Breeding staff at the zoo say that whereas 18-year-old Shuan Shuan was quite bold, the timid 20-year-old Ling Ling was so scared of her that they had no chemistry. Artificial insemination attempts also failed.
"I feel as if an era has ended," said zoo veterinarian Fumitaka Hashizaki, 57.
In 1972 Lan Lan and Kang Kang were donated to the zoo by China as a symbol of friendship between the two countries. The day they made their public debut, visitors waiting for a glimpse formed a line stretching 2 km long. That year 7 million people visited the zoo, sparking a nationwide panda boom.
After the two pandas died, China sent Huan Huan and Fei Fei, and they had three cubs -- Chu Chu, Tong Tong and You You. Ling Ling was also sent to the zoo, which now receives about 3 million visitors per year.

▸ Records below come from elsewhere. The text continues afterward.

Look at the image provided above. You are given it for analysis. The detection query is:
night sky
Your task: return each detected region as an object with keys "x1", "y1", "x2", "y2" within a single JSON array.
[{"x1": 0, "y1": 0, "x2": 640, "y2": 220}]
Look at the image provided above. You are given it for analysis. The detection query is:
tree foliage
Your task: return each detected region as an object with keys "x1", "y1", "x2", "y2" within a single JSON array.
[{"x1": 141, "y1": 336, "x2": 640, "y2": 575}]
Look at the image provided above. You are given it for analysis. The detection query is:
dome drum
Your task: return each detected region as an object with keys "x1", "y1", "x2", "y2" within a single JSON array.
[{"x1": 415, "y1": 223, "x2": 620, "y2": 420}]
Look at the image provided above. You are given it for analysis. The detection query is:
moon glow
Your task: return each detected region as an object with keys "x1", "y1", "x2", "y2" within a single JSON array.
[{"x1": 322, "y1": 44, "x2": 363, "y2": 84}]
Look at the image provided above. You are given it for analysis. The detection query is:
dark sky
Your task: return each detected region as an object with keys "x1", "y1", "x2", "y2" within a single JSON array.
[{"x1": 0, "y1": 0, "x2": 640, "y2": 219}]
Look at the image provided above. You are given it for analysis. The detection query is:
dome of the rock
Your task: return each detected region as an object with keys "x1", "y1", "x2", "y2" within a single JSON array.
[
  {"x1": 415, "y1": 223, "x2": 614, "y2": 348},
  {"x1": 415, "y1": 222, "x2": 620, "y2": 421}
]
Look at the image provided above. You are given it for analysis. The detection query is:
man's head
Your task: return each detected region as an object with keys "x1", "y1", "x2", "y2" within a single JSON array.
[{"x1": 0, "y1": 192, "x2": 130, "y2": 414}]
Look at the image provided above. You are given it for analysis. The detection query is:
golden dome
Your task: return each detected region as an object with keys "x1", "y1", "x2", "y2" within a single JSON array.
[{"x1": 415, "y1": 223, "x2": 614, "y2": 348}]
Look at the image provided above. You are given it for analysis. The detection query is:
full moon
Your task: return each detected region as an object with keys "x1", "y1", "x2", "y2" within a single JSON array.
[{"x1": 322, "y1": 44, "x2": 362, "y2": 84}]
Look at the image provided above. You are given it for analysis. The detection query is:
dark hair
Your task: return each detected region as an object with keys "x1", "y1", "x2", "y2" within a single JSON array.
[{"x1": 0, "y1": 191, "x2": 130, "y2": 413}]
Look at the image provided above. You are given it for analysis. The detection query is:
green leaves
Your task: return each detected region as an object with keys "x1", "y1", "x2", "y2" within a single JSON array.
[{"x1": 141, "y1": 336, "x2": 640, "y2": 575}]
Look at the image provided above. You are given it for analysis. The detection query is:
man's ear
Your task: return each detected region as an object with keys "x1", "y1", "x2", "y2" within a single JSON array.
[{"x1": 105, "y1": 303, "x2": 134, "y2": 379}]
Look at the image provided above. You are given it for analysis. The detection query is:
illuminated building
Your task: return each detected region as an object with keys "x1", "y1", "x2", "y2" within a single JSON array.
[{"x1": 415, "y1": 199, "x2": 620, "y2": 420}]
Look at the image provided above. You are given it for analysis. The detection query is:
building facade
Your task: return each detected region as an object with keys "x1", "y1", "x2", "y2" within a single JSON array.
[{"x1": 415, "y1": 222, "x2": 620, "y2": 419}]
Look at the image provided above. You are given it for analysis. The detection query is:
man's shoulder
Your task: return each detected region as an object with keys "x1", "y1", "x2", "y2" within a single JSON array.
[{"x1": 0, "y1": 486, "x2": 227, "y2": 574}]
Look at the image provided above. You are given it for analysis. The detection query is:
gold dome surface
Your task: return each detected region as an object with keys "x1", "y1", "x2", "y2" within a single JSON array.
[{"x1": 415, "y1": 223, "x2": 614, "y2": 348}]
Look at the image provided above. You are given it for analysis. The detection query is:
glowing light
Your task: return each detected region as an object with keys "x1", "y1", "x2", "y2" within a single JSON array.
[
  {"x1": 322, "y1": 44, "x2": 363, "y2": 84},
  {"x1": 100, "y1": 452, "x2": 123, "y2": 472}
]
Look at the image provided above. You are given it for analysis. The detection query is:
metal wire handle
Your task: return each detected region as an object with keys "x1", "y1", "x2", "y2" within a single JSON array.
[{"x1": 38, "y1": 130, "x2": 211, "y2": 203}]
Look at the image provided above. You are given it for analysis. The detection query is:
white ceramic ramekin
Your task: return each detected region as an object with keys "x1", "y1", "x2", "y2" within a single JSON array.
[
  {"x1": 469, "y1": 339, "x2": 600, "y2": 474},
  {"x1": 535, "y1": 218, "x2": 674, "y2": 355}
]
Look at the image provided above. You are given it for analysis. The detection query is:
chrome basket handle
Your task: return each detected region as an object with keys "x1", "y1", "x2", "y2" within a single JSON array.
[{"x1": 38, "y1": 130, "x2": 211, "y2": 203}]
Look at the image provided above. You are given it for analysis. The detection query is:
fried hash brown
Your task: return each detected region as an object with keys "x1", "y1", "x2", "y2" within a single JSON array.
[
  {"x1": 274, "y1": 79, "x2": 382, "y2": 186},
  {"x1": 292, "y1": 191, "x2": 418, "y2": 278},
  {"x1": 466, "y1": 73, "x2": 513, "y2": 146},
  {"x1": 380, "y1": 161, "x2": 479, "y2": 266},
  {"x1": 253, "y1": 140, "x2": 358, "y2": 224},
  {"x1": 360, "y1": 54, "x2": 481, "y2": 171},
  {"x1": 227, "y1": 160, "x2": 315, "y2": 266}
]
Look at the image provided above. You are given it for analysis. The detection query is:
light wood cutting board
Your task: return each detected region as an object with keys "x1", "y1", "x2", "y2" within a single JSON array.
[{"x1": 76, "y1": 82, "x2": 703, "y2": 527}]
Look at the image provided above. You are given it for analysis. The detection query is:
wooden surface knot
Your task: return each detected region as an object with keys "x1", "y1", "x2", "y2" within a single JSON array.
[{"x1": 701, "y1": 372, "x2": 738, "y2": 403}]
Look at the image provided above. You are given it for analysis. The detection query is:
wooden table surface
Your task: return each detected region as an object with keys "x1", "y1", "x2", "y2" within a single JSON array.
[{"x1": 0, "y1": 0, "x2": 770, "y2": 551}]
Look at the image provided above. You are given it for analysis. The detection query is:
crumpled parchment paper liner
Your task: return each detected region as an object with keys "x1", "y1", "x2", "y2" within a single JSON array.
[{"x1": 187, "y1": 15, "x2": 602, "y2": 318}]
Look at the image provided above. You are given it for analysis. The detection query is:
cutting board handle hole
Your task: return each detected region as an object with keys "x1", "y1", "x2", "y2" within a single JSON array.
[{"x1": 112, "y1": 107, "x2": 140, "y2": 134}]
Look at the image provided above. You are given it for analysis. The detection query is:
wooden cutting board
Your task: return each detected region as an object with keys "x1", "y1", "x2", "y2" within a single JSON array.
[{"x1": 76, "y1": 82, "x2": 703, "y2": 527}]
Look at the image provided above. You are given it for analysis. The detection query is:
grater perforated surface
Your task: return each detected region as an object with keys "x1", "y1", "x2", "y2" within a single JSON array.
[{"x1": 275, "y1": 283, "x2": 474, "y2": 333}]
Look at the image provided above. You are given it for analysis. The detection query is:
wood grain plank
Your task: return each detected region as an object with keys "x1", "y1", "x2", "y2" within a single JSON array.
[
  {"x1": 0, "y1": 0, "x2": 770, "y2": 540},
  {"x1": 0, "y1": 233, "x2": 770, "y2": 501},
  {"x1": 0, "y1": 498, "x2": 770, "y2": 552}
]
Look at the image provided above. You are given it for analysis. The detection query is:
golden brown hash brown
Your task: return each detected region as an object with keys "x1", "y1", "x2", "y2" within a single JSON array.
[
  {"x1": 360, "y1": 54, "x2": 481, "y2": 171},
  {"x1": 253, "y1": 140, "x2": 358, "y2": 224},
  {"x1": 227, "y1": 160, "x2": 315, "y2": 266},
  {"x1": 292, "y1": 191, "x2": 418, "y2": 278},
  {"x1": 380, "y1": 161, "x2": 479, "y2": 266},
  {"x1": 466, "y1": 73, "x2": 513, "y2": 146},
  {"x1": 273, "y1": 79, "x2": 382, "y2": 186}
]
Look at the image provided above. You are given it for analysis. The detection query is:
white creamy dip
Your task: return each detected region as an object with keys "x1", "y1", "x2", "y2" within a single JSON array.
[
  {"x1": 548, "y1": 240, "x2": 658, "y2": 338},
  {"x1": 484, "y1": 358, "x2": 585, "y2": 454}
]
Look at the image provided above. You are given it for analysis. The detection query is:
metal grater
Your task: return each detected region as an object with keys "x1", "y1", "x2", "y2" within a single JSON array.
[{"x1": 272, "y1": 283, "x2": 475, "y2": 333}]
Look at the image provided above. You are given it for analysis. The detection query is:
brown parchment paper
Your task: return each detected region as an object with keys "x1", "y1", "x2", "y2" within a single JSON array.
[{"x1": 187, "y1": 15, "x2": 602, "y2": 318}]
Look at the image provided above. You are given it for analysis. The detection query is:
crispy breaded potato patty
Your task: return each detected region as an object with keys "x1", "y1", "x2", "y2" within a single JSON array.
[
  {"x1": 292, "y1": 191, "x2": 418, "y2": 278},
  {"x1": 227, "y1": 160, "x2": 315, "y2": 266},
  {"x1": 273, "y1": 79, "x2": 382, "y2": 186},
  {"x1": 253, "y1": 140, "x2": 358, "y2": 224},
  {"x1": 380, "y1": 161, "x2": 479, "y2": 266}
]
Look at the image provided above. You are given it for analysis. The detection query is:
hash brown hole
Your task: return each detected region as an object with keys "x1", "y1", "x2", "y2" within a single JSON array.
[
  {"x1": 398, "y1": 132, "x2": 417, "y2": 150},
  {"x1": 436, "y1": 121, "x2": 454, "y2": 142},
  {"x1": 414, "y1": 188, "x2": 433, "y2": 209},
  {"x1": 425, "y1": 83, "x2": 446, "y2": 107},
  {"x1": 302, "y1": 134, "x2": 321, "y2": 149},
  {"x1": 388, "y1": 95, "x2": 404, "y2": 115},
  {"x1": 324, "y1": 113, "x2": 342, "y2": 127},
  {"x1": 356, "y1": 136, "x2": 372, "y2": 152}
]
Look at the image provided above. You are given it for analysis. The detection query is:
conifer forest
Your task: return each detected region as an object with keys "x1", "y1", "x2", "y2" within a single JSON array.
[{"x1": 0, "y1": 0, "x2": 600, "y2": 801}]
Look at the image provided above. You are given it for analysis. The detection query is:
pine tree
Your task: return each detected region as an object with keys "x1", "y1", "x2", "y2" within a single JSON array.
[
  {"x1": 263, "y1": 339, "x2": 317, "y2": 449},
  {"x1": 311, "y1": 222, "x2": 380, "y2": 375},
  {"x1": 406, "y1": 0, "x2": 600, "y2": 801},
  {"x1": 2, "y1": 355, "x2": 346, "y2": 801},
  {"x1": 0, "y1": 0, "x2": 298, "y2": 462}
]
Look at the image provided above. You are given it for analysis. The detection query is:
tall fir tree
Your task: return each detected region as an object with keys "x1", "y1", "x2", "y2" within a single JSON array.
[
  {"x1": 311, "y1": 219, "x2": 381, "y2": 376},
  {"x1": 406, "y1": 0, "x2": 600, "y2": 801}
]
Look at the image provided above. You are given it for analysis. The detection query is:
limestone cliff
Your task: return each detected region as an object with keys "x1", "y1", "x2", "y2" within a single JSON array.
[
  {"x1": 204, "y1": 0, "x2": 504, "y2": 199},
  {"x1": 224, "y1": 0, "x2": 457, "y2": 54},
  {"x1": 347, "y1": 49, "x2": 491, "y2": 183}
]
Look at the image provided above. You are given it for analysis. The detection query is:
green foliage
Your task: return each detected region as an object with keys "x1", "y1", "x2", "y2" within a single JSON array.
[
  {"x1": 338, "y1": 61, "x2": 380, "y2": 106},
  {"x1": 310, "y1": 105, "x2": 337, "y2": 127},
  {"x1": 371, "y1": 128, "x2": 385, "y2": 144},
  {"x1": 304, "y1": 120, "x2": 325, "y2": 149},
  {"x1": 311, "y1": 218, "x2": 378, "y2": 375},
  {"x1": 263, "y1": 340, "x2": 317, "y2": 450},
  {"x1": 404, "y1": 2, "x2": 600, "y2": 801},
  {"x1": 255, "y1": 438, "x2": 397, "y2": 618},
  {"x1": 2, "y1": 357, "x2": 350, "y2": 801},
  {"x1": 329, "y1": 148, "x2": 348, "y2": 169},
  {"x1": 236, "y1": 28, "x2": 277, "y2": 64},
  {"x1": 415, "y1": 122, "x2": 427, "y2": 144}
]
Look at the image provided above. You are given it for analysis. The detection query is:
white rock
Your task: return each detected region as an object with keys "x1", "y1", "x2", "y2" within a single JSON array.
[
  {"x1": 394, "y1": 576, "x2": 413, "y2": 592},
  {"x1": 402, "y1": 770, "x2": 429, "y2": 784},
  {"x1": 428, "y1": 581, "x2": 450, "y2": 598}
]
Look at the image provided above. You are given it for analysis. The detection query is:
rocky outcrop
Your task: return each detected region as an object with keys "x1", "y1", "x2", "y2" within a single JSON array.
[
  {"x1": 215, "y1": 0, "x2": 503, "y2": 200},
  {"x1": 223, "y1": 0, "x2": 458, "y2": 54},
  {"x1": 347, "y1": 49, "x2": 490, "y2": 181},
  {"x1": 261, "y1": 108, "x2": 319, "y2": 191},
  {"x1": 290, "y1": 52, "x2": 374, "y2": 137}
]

But the pandas have since either died or been transferred to other zoos and now there is only Ling Ling, who is showing his age. Pandas have an average life expectancy of about 25 years, and the death rate rises after they turn 20. If Ling Ling dies, the number of visitors to the zoo is expected to plummet.
Pandas are threatened with extinction and China stopped donating them to foreign countries in 1982. Fei Fei was the last panda allowed to leave the country.
In an exception to the restriction, China is preparing to donate a panda to Taiwan, but doing the same for Japan would be difficult because relations between Japan and China are at their worst in decades.
Like Oji Zoo in Kobe, Ueno Zoo could pay to rent a panda from another zoo, but according to a zoo official, the rental fee is more than 100 million yen per panda.
Ueno Zoo is pinning its hopes for a new panda on artificial insemination in Mexico using frozen sperm donated by Ling Ling. But even if artificial insemination is successful, Ueno Zoo would only have the right to a second and subsequent cubs.
"We would like to continue to help breeding in Mexico," said the head of the zoo, Teruyuki Komiya, 57.
Yoshiaki Sagawa, who has been caring for Ling Ling for more than five years, said, "If you see (pandas) every day, you can understand their daily physical condition by how they look,"
Ling Ling is now going gray. "He is losing his appetite due to his advanced age," Sagawa said. "If the price of his favorite -- persimmons -- falls, I would like to give some to him."